The logo of the faculty during its 55th anniversary in 2024

The department split from the Faculty of Social Sciences to become the autonomous School of Law in 1978, and became a faculty in its own right in 1984. By then, the faculty had two departments, the Department of Law, headed by Bob Allcock, who would later go on to be Solicitor General of Hong Kong, and the Department of Professional Legal Education, headed by Peter Willoughby, with the total number of academic staff exceeding 30. In 1986, the faculty introduced its first Master of Laws programme, focusing on Chinese and international trade law. Peter Rhodes succeeded Dafydd Evans as dean in 1987.
The faculty moved to the K.K. Leung Building in 1989, occupying three floors, with the law library more than quadrupling in size. In 1995, the faculty established the Center for Comparative and Public Law, its first research centre.
=== 21st century ===
HKU Law jointly created the Law and Technology Centre with the Department of Computer Science in 2001. The centre runs the Hong Kong Legal Information Institute, which provides free online access to legislation, case law and other legal materials, and also operates the Hong Kong Community Legal Information Centre.

The faculty moved to a dedicated building located in the newly constructed Centennial Campus in 2012. The 11-floor tower, named after businessman Cheng Yu Tung, houses faculty offices, the law library, student societies, classrooms, and lecture theatres.

In 2024, the faculty adopted a unitary structure, merging the former Department of Law and Department of Professional Legal Education.

==Academics==

=== Centres ===
HKU Law is home to seven research centres and institutes.

- Asian Institute of International Financial Law (1999)
- Centre for Comparative and Public Law (1995)
- Centre for Interdisciplinary Legal Studies (2023)
- Centre for Medical Ethics and Law (2012)
- Centre for Private Law (2025)
- Law and Technology Centre (2001)
- Philip K.H. Wong Centre for Chinese Law (2009)

=== Degrees offered ===
The faculty offers a 4-year Bachelor of Laws program, four 5-year double-degree programs: BSocSc (Government and Laws) - LLB, BBA (Business and Laws) - LLB, BA (Literary Studies) - LLB, and BSc - LLB in conjunction with other faculties of the university, a 2-year intensive JD program (for non-law graduates), a professional qualification program (PCLL), and a variety of LLM programmes focusing on human rights, Chinese law, Compliance and Regulation, corporate law and financial law, information technology and intellectual property, and arbitration.

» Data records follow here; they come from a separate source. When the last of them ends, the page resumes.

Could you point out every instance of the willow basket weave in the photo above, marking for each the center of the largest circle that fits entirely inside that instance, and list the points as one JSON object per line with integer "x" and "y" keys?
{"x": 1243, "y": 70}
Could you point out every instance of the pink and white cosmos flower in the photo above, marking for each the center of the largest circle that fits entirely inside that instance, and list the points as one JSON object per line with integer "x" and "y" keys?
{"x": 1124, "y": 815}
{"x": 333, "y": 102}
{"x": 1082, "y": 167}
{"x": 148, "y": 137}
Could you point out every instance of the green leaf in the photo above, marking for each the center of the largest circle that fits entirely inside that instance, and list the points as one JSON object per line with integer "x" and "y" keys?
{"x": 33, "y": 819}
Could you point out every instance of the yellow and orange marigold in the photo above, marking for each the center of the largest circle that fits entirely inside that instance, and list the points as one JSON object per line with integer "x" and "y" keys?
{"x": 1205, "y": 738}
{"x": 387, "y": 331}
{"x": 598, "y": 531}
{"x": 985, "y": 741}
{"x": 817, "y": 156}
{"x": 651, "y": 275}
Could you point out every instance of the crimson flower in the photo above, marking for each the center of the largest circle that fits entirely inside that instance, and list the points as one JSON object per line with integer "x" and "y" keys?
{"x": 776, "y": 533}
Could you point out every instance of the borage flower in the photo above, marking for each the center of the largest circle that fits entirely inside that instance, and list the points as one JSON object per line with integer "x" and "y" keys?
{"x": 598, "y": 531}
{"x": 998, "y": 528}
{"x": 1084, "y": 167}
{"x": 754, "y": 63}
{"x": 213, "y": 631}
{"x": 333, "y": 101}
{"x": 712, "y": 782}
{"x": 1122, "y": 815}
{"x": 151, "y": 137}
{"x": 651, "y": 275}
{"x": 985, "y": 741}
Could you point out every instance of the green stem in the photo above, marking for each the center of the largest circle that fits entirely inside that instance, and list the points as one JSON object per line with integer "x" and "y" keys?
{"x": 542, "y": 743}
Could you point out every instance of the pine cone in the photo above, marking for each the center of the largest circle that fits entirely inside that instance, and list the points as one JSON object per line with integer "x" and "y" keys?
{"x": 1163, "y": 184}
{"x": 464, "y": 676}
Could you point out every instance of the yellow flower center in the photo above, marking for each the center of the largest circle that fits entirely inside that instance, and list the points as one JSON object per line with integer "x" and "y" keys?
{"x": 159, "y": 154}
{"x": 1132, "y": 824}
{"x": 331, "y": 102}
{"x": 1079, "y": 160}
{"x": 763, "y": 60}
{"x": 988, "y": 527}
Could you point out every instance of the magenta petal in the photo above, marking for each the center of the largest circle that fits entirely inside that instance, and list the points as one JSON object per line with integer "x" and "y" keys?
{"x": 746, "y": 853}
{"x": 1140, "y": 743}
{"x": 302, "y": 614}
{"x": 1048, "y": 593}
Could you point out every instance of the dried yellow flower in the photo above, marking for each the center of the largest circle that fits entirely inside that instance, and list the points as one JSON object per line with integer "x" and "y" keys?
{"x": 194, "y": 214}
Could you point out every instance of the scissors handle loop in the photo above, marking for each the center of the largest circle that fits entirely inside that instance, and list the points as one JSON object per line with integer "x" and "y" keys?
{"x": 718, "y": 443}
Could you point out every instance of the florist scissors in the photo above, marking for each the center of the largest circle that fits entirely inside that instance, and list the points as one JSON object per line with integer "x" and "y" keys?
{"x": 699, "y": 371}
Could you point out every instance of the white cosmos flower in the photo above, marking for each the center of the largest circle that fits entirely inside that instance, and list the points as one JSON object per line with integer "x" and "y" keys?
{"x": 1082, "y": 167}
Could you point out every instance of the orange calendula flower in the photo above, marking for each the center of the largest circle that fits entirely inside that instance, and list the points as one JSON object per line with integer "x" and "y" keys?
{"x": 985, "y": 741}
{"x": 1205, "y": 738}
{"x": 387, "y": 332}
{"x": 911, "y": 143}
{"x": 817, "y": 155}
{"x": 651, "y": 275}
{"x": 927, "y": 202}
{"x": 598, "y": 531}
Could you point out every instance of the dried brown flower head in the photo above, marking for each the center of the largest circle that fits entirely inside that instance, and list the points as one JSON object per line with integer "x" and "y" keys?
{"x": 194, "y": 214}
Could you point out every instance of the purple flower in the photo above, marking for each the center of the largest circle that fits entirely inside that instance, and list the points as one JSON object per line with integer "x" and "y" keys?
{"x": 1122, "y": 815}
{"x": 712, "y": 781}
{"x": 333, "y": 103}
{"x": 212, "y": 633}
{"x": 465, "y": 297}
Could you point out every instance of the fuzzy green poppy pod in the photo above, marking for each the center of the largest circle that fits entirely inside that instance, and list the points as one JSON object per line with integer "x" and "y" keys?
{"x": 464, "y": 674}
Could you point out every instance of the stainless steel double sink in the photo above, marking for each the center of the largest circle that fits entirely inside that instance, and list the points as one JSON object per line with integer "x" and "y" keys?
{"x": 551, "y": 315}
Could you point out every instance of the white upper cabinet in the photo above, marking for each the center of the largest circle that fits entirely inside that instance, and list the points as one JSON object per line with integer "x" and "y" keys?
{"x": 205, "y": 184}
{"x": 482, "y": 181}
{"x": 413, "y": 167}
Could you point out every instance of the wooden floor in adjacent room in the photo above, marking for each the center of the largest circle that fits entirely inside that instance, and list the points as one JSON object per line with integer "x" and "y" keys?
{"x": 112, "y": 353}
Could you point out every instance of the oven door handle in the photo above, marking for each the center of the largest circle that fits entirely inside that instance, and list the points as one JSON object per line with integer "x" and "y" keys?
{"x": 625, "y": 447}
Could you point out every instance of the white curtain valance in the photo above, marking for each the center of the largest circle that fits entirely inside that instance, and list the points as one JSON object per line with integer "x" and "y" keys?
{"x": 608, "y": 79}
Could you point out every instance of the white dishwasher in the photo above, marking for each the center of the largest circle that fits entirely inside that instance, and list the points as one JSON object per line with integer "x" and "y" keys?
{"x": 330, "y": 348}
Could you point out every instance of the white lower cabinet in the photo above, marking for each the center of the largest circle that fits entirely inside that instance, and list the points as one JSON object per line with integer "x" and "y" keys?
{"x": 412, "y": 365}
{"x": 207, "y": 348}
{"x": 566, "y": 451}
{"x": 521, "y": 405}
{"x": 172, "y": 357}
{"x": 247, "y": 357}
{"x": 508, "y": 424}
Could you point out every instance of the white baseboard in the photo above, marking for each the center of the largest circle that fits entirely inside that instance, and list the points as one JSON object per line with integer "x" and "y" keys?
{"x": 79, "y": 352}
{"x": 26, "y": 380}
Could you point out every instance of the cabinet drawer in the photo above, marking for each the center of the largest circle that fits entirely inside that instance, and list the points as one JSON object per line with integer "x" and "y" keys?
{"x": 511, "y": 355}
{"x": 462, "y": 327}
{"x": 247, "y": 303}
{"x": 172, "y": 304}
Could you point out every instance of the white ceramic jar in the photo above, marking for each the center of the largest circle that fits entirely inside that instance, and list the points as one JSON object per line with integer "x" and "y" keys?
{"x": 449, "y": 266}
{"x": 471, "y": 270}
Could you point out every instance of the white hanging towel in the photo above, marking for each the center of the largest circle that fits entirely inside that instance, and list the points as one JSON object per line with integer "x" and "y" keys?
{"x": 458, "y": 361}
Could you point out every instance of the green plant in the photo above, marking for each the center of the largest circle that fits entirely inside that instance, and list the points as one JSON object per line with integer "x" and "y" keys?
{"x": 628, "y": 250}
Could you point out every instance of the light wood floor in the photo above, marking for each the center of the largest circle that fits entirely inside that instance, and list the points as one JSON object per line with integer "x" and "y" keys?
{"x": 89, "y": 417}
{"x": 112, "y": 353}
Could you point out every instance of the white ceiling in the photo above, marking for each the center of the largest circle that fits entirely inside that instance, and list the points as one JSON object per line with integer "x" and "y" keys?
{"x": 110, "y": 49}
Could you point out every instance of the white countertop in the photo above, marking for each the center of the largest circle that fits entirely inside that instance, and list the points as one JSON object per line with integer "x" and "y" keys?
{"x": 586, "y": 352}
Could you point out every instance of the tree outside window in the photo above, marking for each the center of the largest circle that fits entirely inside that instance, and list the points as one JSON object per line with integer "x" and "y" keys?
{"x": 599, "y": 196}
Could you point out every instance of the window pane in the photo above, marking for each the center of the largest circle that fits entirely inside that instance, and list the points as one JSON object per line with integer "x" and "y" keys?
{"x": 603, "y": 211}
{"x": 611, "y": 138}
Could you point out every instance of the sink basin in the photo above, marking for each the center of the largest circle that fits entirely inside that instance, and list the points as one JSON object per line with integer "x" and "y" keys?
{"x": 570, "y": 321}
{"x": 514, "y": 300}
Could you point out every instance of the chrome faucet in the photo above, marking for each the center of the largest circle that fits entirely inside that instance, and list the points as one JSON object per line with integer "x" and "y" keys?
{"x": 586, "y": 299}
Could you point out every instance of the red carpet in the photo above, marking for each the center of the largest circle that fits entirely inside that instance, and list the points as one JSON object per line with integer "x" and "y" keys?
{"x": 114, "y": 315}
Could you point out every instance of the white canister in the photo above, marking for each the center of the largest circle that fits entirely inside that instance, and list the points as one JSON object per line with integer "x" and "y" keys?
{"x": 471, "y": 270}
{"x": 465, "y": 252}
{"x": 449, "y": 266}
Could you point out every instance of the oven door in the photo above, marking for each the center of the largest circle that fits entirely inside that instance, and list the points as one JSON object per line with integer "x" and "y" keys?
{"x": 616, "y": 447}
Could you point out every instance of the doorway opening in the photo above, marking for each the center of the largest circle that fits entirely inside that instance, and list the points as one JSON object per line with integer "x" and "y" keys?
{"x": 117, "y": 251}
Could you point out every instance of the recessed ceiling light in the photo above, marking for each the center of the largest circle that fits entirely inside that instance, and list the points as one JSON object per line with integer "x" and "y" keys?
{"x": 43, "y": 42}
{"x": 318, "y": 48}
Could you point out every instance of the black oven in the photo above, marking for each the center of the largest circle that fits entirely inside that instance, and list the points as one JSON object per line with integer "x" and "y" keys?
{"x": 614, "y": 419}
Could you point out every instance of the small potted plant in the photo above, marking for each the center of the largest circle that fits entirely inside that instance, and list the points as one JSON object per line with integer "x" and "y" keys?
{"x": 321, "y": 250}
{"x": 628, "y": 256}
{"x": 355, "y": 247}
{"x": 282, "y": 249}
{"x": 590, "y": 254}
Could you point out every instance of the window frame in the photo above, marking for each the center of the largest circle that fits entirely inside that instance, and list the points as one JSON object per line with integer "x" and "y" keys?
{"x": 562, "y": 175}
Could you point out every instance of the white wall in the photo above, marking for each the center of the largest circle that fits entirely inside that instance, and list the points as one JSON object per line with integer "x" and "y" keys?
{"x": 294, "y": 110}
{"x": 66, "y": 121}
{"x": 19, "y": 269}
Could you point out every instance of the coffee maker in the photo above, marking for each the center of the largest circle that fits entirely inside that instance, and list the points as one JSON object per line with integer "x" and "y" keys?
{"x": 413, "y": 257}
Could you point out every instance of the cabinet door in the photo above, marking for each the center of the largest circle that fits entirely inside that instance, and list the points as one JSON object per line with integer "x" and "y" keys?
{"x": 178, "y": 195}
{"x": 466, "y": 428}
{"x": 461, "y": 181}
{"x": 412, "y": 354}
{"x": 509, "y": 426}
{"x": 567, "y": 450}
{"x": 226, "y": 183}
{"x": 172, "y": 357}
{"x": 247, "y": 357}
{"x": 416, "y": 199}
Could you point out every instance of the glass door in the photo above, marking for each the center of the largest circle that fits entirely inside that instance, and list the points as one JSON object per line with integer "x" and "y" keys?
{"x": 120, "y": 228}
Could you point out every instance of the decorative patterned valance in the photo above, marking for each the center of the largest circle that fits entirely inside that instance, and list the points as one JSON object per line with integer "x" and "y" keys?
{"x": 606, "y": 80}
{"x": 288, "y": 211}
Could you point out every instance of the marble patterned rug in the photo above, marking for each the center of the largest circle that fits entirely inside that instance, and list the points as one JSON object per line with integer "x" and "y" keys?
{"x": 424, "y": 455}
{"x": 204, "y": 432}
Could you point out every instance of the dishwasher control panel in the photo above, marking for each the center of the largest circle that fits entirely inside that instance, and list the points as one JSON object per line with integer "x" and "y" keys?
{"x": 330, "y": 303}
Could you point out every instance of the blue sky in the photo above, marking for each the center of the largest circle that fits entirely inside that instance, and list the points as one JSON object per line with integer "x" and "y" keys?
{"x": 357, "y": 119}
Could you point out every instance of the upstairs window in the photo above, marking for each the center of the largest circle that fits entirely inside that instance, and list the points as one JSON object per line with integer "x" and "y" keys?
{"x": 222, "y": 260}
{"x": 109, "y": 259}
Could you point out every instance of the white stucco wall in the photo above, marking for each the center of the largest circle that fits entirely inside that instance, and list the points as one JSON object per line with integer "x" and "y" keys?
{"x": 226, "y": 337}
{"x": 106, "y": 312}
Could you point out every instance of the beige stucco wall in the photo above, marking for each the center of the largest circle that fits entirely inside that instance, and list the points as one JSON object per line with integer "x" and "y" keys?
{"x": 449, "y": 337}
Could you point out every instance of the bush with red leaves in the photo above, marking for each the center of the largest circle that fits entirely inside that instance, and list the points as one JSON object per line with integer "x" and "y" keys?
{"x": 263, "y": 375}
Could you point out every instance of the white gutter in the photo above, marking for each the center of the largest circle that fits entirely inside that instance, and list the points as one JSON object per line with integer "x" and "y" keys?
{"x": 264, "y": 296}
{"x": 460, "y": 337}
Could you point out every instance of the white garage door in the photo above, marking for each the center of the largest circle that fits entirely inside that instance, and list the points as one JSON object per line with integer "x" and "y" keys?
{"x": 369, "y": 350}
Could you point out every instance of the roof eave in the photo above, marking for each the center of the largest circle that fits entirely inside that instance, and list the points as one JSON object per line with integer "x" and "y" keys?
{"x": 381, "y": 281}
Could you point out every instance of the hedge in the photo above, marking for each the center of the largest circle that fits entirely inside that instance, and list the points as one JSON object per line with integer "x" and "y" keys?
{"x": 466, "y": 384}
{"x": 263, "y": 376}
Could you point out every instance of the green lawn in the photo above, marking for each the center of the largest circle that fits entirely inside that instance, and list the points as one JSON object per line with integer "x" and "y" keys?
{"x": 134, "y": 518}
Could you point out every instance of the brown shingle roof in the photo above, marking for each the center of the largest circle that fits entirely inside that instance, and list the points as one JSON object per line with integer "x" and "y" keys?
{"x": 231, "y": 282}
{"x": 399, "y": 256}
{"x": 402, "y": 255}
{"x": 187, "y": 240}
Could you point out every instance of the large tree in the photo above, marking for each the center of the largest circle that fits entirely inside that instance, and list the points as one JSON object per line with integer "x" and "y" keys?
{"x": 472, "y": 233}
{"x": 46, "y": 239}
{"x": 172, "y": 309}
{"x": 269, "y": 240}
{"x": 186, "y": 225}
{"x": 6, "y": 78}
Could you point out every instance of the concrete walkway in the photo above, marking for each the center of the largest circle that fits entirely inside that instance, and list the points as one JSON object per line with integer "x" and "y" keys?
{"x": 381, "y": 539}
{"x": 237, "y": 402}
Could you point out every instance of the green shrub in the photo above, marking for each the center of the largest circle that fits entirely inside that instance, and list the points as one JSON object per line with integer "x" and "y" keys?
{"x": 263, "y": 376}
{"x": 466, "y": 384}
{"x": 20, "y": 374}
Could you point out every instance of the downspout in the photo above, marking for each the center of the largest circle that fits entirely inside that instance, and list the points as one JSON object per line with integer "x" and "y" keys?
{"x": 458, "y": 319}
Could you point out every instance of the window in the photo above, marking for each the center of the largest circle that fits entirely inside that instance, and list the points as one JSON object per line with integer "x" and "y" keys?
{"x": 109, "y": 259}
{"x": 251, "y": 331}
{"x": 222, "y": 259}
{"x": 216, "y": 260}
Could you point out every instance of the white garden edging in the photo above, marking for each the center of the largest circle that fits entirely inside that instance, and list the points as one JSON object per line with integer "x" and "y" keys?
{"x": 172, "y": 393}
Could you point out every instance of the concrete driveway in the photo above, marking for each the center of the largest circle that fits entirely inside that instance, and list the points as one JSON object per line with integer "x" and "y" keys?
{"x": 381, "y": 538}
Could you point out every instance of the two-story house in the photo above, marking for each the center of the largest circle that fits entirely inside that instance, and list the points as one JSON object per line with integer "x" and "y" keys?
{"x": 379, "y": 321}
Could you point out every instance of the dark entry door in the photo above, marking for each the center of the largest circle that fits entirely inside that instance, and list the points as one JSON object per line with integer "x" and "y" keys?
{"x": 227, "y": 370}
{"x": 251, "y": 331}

It also offers various research postgraduate programs, including MPhil, PhD and SJD.

Six members of the faculty have been conferred the honour of Teaching Fellows by the University, rendering it one of the Departments with the largest number of Teaching Fellows in the University. The faculty also plays host to many scholars and academic conferences each year. The faculty works closely with the legal profession. Its PCLL programme provides an entry qualification to the legal profession in Hong Kong.

== Student life ==
Students in the faculty are represented by the Law Association, which is affiliated with the Hong Kong University Students' Union (HKUSU). The association publishes Vox Populi, a bi-annual publication that focuses on current affairs, and organises career events, talks, and social events for students. It formerly published Justitia, a law review, until 1986.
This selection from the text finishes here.